Dr Adam Molnar, a criminologist at Deakin University, says it is important to highlight that similar legislation has been considered a violation of human rights in other developed nations, including Europe.
“Not only is it a violation of Australian’s right to unwarranted intrusion from authorities into the intimate activities of their private lives, there is recent evidence that shows that mass surveillance fails drastically when trying to strike a balance between security and liberty in society,” he said.
Australia’s Human Rights Commissioner Tim Wilson says he is wary of the legislative requirement to store metadata, but companies “are already free to do so”.
“My main concern is who has access to it, whether those that are allowed to access it have proper protocols, whether there is proper oversight, and whether there is punishment for those that inappropriately access it or use it for nefarious purposes.”
A report by the Parliamentary Joint Committee on Human Rights released in November stated: “Communications data can reveal quite personal information about an individual, even without the content of the data being made available, revealing who a person is in contact with, how often and where. This in turn may reveal the person’s political opinions, sexual habits, religion or medical concerns”.
The bill states that the contents of phone calls, emails and web browser histories are not to be stored. However, a problematic issue for the Government is the current confusion surrounding its own definition of ‘metadata’.
A detailed explanation of what constitutes metadata is not included in the current bill. Instead, the Government has deferred any definition to regulations, which do not yet exist.

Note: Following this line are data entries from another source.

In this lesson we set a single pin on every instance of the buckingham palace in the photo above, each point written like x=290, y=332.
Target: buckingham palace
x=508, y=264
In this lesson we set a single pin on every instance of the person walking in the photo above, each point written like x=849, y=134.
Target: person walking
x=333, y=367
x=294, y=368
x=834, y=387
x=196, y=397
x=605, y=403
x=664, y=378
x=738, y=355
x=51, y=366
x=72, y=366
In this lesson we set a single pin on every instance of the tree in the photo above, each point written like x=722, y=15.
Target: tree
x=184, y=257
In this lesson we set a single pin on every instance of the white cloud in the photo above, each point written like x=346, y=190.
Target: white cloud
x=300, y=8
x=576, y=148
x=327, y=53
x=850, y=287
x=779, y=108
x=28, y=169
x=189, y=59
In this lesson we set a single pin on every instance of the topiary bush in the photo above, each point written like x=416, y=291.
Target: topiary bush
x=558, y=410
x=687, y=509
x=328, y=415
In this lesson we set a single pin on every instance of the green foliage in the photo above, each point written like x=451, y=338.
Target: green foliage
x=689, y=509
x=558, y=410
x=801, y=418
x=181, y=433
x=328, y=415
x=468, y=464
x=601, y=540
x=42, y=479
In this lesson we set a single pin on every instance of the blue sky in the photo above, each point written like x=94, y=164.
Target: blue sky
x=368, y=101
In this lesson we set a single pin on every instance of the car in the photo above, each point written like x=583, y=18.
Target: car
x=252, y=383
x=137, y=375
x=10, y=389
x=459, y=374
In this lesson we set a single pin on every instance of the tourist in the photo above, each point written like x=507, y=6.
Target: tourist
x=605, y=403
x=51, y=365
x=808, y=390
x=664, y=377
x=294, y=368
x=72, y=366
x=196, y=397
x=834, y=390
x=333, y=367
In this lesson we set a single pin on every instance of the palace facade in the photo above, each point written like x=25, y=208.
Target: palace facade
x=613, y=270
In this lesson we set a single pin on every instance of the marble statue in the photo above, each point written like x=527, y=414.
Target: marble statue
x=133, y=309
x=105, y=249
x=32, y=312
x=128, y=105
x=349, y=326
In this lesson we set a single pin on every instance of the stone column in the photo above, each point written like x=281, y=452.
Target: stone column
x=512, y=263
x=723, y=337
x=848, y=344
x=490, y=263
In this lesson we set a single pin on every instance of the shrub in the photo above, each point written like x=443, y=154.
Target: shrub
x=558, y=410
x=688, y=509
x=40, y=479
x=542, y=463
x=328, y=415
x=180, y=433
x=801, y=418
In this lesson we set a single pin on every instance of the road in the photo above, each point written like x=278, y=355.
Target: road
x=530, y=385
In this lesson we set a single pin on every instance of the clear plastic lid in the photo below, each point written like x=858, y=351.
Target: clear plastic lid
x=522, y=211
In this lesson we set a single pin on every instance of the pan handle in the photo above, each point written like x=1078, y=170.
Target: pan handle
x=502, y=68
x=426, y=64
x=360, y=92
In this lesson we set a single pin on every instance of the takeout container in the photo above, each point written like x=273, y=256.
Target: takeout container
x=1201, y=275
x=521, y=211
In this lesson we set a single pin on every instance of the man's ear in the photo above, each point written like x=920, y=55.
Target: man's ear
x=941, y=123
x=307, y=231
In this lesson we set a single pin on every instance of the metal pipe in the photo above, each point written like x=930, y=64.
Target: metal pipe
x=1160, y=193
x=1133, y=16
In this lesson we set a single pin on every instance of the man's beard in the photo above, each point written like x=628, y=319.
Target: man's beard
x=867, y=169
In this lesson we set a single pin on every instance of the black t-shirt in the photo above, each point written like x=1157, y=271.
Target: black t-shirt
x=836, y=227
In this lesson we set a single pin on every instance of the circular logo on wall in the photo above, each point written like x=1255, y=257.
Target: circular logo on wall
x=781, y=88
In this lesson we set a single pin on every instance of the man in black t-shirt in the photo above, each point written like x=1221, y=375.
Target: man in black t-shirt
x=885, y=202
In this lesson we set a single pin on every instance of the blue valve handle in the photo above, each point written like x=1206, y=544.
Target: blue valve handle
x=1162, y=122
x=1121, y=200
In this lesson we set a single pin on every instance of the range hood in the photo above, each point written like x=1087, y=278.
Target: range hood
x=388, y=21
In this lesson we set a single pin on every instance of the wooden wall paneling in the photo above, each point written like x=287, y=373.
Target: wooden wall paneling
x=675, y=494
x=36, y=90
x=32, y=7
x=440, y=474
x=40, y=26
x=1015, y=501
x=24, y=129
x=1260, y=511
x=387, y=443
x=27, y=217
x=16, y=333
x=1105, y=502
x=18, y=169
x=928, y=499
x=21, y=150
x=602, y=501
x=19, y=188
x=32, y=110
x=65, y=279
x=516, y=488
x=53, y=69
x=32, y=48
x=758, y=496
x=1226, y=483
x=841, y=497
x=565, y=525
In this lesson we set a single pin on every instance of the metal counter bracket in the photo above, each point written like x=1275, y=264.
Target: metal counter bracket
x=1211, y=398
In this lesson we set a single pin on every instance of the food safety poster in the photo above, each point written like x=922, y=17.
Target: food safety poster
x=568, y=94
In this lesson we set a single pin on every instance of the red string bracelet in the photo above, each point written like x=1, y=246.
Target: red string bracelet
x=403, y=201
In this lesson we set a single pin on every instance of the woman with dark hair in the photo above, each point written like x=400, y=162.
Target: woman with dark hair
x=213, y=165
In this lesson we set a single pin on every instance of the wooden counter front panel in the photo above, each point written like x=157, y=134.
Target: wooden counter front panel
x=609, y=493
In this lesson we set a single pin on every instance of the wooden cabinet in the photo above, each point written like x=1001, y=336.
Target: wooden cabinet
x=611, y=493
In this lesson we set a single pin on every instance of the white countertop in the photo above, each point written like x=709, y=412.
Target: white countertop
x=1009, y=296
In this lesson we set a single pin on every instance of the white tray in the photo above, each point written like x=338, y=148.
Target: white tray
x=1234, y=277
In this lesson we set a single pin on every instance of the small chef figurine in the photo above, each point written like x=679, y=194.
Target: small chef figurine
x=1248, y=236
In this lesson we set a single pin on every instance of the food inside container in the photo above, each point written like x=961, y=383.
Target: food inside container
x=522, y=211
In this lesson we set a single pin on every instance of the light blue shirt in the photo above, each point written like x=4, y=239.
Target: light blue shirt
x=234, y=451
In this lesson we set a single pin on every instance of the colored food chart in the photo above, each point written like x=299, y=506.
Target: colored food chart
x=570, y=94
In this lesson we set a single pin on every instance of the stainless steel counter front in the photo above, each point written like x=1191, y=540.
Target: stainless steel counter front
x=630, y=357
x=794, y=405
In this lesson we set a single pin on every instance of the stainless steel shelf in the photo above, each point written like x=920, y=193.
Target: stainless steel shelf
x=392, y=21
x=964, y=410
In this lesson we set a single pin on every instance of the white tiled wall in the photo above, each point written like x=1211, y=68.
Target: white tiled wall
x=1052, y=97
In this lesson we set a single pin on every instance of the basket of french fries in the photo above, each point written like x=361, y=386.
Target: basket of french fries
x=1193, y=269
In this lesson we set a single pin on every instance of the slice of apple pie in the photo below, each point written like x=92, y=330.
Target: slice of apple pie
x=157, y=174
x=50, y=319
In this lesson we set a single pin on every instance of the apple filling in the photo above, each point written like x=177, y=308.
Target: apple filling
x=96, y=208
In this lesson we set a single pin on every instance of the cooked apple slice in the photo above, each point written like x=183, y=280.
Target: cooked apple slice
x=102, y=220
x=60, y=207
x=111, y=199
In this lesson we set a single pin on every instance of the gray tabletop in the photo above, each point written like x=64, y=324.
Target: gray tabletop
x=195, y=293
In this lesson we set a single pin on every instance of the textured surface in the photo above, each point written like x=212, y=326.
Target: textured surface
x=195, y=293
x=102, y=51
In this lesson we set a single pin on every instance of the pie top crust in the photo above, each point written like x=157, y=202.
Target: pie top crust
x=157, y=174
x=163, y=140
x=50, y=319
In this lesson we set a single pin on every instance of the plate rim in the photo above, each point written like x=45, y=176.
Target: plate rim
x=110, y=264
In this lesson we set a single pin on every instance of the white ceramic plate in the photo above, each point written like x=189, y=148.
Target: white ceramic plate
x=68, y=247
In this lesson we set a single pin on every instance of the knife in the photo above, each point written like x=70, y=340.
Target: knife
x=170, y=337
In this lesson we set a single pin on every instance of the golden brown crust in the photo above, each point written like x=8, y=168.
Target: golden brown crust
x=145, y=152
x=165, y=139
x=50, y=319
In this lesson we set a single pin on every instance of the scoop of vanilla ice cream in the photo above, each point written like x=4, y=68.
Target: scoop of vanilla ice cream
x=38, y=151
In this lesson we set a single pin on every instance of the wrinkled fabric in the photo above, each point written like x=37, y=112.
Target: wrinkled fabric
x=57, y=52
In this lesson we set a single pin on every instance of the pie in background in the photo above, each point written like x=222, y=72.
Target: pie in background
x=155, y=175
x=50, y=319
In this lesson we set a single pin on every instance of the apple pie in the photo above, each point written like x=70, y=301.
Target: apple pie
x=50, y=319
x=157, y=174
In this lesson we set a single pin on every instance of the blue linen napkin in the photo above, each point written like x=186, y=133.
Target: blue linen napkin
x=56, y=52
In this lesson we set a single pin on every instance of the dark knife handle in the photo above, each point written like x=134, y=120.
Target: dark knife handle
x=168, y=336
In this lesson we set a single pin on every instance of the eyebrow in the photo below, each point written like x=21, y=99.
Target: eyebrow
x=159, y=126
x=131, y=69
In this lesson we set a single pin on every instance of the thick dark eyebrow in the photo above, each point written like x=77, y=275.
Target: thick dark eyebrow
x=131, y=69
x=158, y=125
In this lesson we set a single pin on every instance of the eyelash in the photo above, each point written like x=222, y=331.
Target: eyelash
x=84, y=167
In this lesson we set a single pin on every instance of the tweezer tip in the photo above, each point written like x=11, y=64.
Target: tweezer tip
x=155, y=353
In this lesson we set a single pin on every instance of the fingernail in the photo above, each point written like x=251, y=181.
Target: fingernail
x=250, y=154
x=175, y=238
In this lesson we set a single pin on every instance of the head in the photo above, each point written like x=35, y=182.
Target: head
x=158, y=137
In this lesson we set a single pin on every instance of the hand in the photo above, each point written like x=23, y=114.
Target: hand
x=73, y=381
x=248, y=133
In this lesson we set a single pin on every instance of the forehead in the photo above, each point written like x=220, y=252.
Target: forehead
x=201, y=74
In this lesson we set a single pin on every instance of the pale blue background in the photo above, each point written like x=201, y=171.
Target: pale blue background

This lack of definition, says Steve Dalby, chief regulatory officer at iiNet, is “the government signalling that they don’t actually have a documented plan. That’s clear. This results in a low level of trust”.
Also unanswered is the question of who will shoulder the costs for obliging telcos to store vast amounts of customer data for two years.
Dalby says there is no doubt about who will be paying for data retention.
“Any new obligations will create costs. Consumers will pay. Either as customers of ISPs or as taxpayers. It’s the only possible source of funding.”
“We already carry the cost for other law enforcement systems, so there is nothing inherently unique about carrying a cost for such an activity either by taxpayers or customers,” Wilson said.
“Whether it is justified and proportionate depends on the figure. I don’t have that figure so I cannot really comment.”
The data retention bill indicates that fewer agencies will have access to metadata under the new legislation. Only law enforcement, security and intelligence agencies will have access to metadata without a warrant, but the final discretion over who has the same access will lie with the Attorney-General of the day.
This suggests the scope of the data retention regime can expand much wider than the current proposals before parliament.
Some critics of the bill have pointed out that there will be a free-for-all with access to private data in civil matters, such as copyright infringement and divorce cases.
Both Wilson and Dalby said it would be difficult to police exactly who has access to such metadata, especially when it is within their concession to provide and approve it.
“I don’t have a fundamental problem with accessing any data if it is available for a civil proceeding so long as approval is given by a court,” Wilson said.
“Despite the government’s rhetoric, once we have data in our possession, any interested party can apply for ‘preliminary discovery’ for any civil or criminal prosecutions,” Dalby said.
Adam Molnar says that, while the government is expanding powers in a “breathtaking way” for law enforcement and national security intelligence agencies, “it has made a conscious effort to restrict access to Telecom data by ASIC, the lead agency that is responsible for investigating corporate white-collar crime. The government needs to respond to the public on why they have made this decision”.